Sem deixar de vigiar de esguelha o corpo de Carlos se debatendo em agonia – Mais um cabra de merda, abatido! – disse Edimilson, voltando rapidamente a mira em direção de Charles, que a tudo assistira, sem ter tido a chance de sacar seu revólver. – Vamos levantando os braço, gringo! – Ordenou o barbudo.
No interior da casa, Ronin, deduzindo o contratempo, foi até a sala e cautelosamente espiou da janela. Viu o soldado fazendo mira a poucos metros de Charles que, sentado na charrete, mantinha os braços erguidos.
– Quantos filho da puta tão lá dentro, gringo?– gritou Edimilson.

*
A mil metros dali, cinco homens, um sargento e um embaixador plenipotenciário à frente, galopavam rumando à casa.

*
Charles se mantinha tenso, aguardando qualquer descuido para atacar.

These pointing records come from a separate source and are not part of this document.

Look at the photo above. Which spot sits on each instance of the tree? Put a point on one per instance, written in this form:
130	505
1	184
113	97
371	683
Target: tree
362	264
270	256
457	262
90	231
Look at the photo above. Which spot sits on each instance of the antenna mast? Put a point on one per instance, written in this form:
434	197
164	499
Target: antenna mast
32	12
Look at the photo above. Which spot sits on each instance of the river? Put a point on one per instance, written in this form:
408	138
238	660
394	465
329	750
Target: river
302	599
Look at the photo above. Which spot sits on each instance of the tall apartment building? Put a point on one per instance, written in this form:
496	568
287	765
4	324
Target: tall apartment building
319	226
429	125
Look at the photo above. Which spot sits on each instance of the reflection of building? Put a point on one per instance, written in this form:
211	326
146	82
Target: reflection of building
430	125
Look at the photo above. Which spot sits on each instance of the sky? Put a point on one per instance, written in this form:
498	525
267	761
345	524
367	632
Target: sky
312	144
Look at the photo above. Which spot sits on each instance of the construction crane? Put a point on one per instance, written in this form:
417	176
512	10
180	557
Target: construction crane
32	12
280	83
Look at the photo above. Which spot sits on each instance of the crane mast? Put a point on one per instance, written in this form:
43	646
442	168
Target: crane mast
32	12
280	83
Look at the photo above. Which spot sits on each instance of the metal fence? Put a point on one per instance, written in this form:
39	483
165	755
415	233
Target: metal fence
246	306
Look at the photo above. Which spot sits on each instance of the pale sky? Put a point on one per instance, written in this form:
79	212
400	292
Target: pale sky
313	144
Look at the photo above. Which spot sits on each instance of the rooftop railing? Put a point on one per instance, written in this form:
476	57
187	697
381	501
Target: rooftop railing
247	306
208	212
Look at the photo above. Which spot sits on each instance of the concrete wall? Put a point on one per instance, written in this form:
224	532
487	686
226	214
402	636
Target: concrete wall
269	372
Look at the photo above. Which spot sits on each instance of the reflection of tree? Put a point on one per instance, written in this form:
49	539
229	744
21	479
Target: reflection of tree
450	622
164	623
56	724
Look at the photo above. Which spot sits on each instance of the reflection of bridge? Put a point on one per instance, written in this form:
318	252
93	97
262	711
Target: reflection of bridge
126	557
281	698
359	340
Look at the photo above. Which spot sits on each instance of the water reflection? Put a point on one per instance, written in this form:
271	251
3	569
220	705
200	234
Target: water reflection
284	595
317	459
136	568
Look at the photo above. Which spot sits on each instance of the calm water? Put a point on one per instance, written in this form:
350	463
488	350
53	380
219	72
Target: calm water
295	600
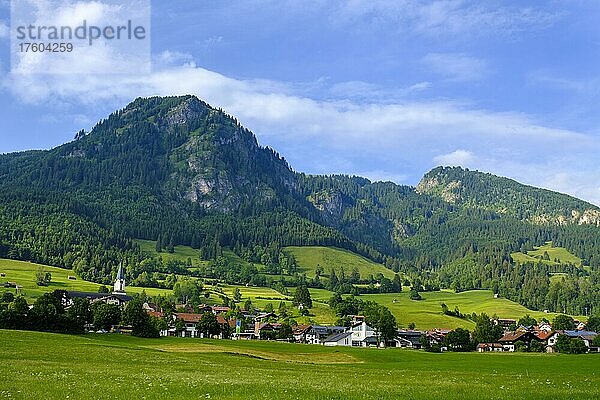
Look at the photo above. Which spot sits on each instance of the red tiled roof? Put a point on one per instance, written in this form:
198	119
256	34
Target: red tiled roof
543	335
511	337
188	317
300	329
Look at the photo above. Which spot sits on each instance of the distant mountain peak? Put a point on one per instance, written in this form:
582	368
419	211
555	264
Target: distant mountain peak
476	189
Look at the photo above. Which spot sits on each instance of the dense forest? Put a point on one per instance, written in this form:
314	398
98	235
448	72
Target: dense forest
178	171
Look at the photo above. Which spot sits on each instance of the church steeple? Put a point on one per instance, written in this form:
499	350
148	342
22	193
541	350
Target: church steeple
120	281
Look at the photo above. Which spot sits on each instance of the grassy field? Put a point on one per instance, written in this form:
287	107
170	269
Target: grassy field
560	253
23	273
181	253
321	313
332	258
49	366
427	314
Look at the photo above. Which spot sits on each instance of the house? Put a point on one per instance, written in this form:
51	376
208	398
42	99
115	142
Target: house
510	339
189	320
266	331
318	333
119	286
587	337
437	336
409	339
314	334
300	332
487	347
339	339
505	323
264	317
220	310
114	298
363	335
544	327
117	297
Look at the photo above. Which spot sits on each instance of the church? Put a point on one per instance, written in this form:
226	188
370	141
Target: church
117	297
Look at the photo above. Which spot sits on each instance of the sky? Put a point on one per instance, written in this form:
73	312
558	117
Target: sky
382	89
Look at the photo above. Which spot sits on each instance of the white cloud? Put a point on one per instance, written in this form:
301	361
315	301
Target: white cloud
378	140
4	30
372	92
457	66
457	158
444	18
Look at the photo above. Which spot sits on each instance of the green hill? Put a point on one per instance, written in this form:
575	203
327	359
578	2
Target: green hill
308	258
556	255
23	274
120	366
181	253
177	170
426	313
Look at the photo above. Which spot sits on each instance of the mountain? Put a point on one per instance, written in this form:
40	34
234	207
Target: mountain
178	171
505	196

No interior, Ronin afastou a cortina da janela e apontou cuidadosamente. Mas Edimilson recebera aquela medalha não por alcaguetar, mas pela presteza em combate, e percebendo o movimento na janela, apontou e atirou. Foram os segundos que Charles ansiava e Edimilson temia: o Colt brotou na mão de Charles com agilidade de feitiçaria e atirou. A bala entrou pela orelha do valente soldado alojando-se no crânio e ali permaneceu; a hemorragia instantânea foi esvaziando o cérebro de sangue que escoava pelo nariz, olhos e ouvido; Edimilson, olhando supresso para Charles, dobrando os joelhos vagarosamente, tentava retomar o fuzil que lhe caíra das mãos. O segundo disparo de misericórdia que o derrubou de vez, partiu da arma fumegante que Ronin empunhava na porta de entrada.
–Esse idiota deve ter mandado avisar o quartel. É melhor dar o fora logo, companheiro! Falta muito? – exclamou Charles, guardando o revólver no coldre.

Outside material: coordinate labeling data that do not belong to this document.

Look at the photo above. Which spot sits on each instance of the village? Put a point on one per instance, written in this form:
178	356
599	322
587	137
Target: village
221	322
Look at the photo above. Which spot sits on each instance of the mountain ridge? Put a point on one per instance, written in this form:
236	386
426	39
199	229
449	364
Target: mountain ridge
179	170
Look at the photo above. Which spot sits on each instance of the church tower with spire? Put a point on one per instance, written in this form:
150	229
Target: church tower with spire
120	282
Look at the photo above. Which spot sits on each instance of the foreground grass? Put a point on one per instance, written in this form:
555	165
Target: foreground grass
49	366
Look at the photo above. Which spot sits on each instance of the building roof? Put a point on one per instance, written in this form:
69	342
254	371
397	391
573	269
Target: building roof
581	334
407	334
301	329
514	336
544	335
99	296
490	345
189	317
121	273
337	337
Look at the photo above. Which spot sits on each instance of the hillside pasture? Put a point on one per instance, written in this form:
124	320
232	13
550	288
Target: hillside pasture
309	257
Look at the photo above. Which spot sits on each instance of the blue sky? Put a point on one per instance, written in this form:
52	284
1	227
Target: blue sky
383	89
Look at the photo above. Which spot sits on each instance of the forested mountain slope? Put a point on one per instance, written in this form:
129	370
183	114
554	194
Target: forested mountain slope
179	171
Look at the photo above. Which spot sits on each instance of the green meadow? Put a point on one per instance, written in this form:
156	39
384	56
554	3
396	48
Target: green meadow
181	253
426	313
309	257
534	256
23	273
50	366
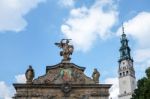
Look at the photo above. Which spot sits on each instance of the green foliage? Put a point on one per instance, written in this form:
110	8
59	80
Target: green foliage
143	87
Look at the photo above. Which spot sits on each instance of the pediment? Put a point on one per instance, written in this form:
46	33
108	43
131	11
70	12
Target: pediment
62	73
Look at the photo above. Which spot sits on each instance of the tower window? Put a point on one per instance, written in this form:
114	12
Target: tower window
127	72
123	73
125	92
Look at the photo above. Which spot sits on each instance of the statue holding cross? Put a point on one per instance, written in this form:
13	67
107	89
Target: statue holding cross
67	49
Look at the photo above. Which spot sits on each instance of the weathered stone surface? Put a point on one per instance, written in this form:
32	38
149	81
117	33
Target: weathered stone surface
62	81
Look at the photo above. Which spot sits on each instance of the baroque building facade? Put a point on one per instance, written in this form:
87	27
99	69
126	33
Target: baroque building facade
64	80
126	72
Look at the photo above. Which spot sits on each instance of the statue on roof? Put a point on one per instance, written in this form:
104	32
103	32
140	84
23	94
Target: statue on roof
29	74
96	75
67	49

– Melhor perder o que falta a arriscar o que temos. MacMahon terá que se contentar com o que sobrou. Vamos sair daqui! – Disse Ronin, pulando a mureta; trepando na charrete, de imediato cobriu com a lona as mochilas repletas.
– Vamos embora, camarada! – Ordenou Ronin. Charles e seu látego manobraram os cavalos para partirem em veloz escapada.

*
A 500 metros do lugar, sete cavalos a todo galope, dividiam um Sargento, cinco praças e um espavorido embaixador norte-americano, visando a casa que lhe fora cedida temporariamente pelo Império do Brasil. Ninguém deu atenção à charrete passando em sentido oposto.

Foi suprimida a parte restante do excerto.